I received a copy of this book when I was in college (the first time) as a young seeker. The story of this book and the bits of wisdom it contains resonated with me in a hazy, skeptical time in my life. Many years later I have re-read it and found that many of the points Golas shares with us seem just as real and true now as they did then. Better than most wines, it has aged very well. The lessons are not for everyone, but they work for the hippy inside of my middle-aged self. They do not seem to conflict with the Christian pluralism that speaks to me today, in fact they seem to reinforce these beliefs.
This is a short book full of one man's view on enlightenment. It's not tied to any religion, and there was a rotating reference to vibrations and other religious imagery. He touched on the use of psychedelics, but did not by any means insinuate that they were necessary on the path of enlightenment.
Really, the focus was on love. Loving each other, yourself, and your current situation. At the very end, there is a brief cliff-notes style summary of the already short book, keeping true to "Lazy Man's Guide".
I thought it was cute and worth the time spend whipping through it.

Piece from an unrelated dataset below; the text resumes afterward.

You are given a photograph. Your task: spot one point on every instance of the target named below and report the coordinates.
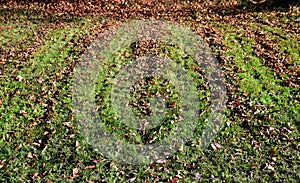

This is an amazing little book which I first read about 37 years ago. I didn't have the courage or the insight at the time to assimilate the profundity of the message given here, which to me is, in a really original presentation, identical to the message of the Christ, the Buddha and the Book of the Law, but stripped of scary, ascetical or mystifying ancillary imagery and atmospheres which have accreted to those sources thanks to the predispositions of the cultures which received them and the zealotry of their adherents. I'm so glad this book crossed my path again.